A Lonesome Place, oil on wood 24.5cm x 30cm

    The weather smiled on me and finally gave up a bit of light for taking photographs, and so now I can smile a funny sort of smile at you by finally sharing a new painting.  I should probably mention that what you see in the images below is a lot bigger than reality (which is why specks of dust look enormous!).  And the colours are, as usual, not quite right either, though they're the best I could manage in my little setup.

   This painting began when we lived in Paris.  We only had use of a bathtub, not a shower, which meant that washing long hair was a bit tiresome, and it was impossible to successfully be in a hurry about getting ready to go out.  It also meant that sometimes ideas might swim past while one was lying flat in the tub mulling things over, looking up through the water, and listening to the pianist upstairs practising (the sounds were louder underwater).  Just over a year ago, in the summer before we moved to Scotland, I fished this idea out of the water.  When we moved, I carried its physical beginnings in my hand-luggage, but at that time it was only an underpainting, a little further along than it is in this photo:

And then thin layers of paint, with thick layers of time in between them, were piled one on top of the other.  Paint dries so much more slowly where we live now, especially as winter comes on.  

As I settled in to work on the painting, I fell into a world that had its own laws of matter.

For my paintbrush it was a tangled maze through transparent and solid forms.

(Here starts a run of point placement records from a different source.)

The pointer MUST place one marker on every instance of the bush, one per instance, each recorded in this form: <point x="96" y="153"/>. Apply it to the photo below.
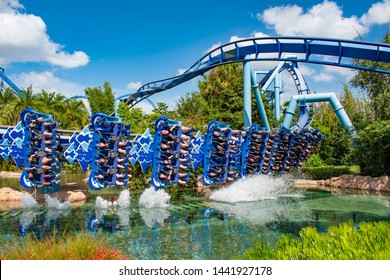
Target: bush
<point x="373" y="150"/>
<point x="327" y="172"/>
<point x="368" y="241"/>
<point x="70" y="247"/>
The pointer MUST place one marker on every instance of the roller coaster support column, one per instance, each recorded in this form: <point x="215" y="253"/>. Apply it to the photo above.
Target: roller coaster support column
<point x="247" y="95"/>
<point x="319" y="97"/>
<point x="277" y="84"/>
<point x="259" y="101"/>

As I wound my way through it I slipped in little details like feathered hair, and clothes that might have been a bed sheet stolen from a washing line, or woven out of a night sky.  I tried to work in clues quietly.

I wanted to build an outdoor place, with an architecture of leaves torn from old manuscripts and trees that grew in stained-glass window arches.

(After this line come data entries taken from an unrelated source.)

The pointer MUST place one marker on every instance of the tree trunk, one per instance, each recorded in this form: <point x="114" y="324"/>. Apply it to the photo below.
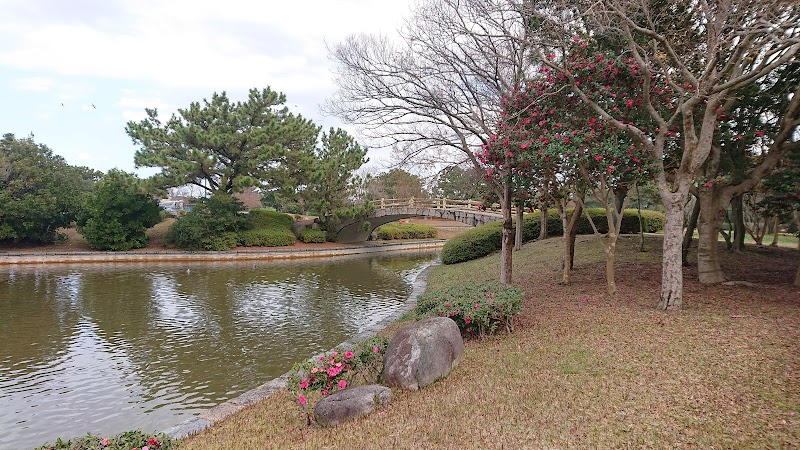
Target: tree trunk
<point x="573" y="233"/>
<point x="689" y="234"/>
<point x="639" y="212"/>
<point x="570" y="227"/>
<point x="797" y="221"/>
<point x="518" y="231"/>
<point x="566" y="262"/>
<point x="543" y="223"/>
<point x="776" y="234"/>
<point x="797" y="277"/>
<point x="611" y="251"/>
<point x="671" y="268"/>
<point x="620" y="195"/>
<point x="739" y="231"/>
<point x="709" y="269"/>
<point x="508" y="236"/>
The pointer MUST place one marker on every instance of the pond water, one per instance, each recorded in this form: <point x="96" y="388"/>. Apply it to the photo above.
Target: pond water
<point x="105" y="348"/>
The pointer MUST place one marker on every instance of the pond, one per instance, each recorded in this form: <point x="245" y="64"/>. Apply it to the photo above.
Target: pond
<point x="105" y="348"/>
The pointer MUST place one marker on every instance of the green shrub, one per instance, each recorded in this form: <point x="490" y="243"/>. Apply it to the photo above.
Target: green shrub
<point x="122" y="441"/>
<point x="117" y="214"/>
<point x="397" y="230"/>
<point x="485" y="239"/>
<point x="263" y="218"/>
<point x="477" y="308"/>
<point x="473" y="243"/>
<point x="309" y="235"/>
<point x="211" y="225"/>
<point x="266" y="237"/>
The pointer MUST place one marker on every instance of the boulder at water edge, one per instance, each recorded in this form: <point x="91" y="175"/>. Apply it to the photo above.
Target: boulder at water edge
<point x="422" y="352"/>
<point x="351" y="403"/>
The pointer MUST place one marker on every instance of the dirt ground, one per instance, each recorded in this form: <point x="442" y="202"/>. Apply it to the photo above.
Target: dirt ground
<point x="73" y="241"/>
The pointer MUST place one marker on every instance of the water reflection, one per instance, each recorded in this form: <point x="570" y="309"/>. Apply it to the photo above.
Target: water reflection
<point x="105" y="348"/>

In this crowded thicket of a painting, I hoped your eyes might dance a bit.

And now, all of my smallest paint brushes are down to their last one or two bent hairs. 

A good sort of problem to have, I suppose.


  1. I love this, Oh ! how I love this. Inspired art always has its own laws of matter, where creatures souls and worlds can roam freely through one another. I love the leg of the bird dancing its own graceful path into the arm of the woman, colouring his chest and her side red. And many other things, all these deep human souls and lovely medieval creatures.

  2. This is absolutely beautiful!! I wish I could see it in real life, it looks like a painting to get lost in. And your description of layers of paint and time is wonderful.

  3. "In this crowded thicket of a painting, I hoped your eyes might dance a bit."

    Oh yes and my eyes are still dancing in and around and soaking up all the wonderful connections between the birds and the figures ... what does that bird see in those open hands I wonder.

  4. This painting is just stunning. I love how it glows! I also enjoyed reading the different parts about the technique and the meaning. Keep up the amazing work!

  5. Thanks so much for your lovely comments, folks! They really do make my day!

  6. I've enjoyed exploring this piece of work in detail, and I see from it that you and I share a love of the early gothic. I particularly like the second to last photograph, with the dark ground and foliage making a beautiful negative space around the bird. But the whole painting has been most tenderly done, and I find myself most intrigued. I shall be back.

  7. I'm so glad you like it! It was a really fun painting to work on... and I loved getting lost in all the tiny leaves of the plants. A big welcome to you, and I hope that you had a good result from you all-night painting efforts!

  8. Wow. This is literally breath-taking, which is kind of spooky! Honestly, I look at this painting and forget to breath for a bit - I think that happens when you want to stop time and get lost in something. Thank you for posting.